Bash arithmetic. Never trust it.

KDE Frameworks bootstrap loop. 69 packages blocked due to slot conflicts. Drones had kde-frameworks 6.20.x installed but were trying to build 6.22.x, and the new versions were sitting in staging instead of production.

The Aftermath

Moved staging to production:

for pkg in /var/cache/binpkgs-staging/*/*.gpkg.tar; do
    cat=$(dirname "$pkg" | xargs basename)
    mkdir -p "/var/cache/binpkgs/$cat"
    mv "$pkg" "/var/cache/binpkgs/$cat/"
done
emaint binhost --fix

Cleared the blocked packages. Restarted the orchestrator.

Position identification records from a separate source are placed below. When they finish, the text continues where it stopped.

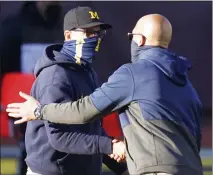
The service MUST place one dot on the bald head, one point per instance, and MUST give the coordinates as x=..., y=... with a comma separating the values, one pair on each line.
x=156, y=29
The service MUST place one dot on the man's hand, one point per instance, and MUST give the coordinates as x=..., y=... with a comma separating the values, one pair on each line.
x=24, y=110
x=118, y=150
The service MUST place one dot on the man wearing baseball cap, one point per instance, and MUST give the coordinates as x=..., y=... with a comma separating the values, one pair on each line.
x=64, y=74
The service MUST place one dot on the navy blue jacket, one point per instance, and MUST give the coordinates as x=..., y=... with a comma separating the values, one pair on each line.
x=56, y=149
x=159, y=111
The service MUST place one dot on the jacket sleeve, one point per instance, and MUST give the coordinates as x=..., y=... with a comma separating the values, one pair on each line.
x=69, y=138
x=111, y=96
x=113, y=165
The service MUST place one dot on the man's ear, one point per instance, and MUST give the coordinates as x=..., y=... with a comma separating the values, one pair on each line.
x=141, y=40
x=67, y=35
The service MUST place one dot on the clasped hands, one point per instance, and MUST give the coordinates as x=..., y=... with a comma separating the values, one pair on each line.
x=118, y=150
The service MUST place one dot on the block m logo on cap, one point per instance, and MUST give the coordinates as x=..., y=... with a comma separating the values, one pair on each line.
x=94, y=15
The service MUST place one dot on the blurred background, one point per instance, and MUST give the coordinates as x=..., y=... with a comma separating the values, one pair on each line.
x=27, y=27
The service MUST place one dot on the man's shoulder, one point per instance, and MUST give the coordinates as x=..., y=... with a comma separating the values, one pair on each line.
x=53, y=76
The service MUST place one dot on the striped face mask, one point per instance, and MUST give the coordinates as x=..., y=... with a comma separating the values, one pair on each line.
x=83, y=50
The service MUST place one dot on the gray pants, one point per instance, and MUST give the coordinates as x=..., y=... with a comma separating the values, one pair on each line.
x=29, y=172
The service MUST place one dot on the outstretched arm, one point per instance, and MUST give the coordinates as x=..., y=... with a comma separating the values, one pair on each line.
x=111, y=96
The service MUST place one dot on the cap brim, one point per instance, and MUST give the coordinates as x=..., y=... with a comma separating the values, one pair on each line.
x=93, y=24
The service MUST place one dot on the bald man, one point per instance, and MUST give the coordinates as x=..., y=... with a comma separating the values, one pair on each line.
x=158, y=107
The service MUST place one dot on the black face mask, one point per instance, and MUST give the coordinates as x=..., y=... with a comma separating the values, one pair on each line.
x=52, y=14
x=135, y=51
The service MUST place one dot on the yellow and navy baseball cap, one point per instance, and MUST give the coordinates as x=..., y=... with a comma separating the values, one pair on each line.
x=83, y=17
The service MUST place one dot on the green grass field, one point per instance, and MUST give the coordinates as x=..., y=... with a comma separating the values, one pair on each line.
x=9, y=166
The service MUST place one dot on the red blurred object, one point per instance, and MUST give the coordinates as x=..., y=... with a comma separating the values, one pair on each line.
x=11, y=84
x=111, y=124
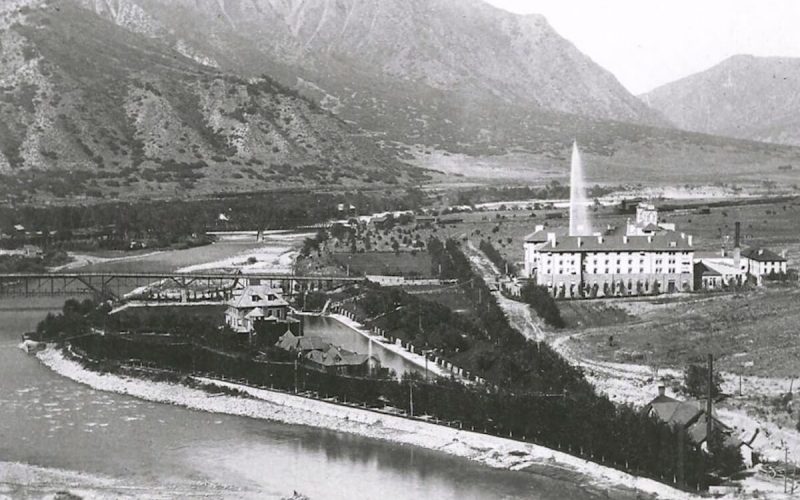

╔════════════════════════════════════════════════════════════════╗
║              BUILD SWARM HEALTH CHECK                          ║
╚════════════════════════════════════════════════════════════════╝

1. BINARY VERIFICATION      ✓ All match
2. SERVICE STATUS           ✓ All running
3. GATEWAY CONNECTIVITY     ✓ Online (4 drones, 2 orchestrators)
4. BUILD QUEUE STATUS       Needed: 10 | Blocked: 0
5. GROUNDED DRONES          ✓ None

╔════════════════════════════════════════════════════════════════╗
║  RESULT: ✓ ALL CHECKS PASSED                                  ║
╚════════════════════════════════════════════════════════════════╝

What I Learned

Portage changes things. The switch to flat GPKG files happened quietly. My code was still looking for the old directory structure.

Bash arithmetic is weird. ((n++)) returns 1 when incrementing from 0. With set -e, that’s a script-killer.

Check staging. I assumed the release pipeline was working. It wasn’t. 33 packages just… sitting there.

Files Modified

File	Changes
`bin/swarm-drone`	Added glob import, fixed cleanup_local_binaries()
`bin/swarm-orchestrator`	Added release logic, fixed pattern matching
`deploy.sh`	Added health check sections 6-7, fixed arithmetic

Tomorrow I’m monitoring a full 263-package rebuild. Let’s see what else breaks.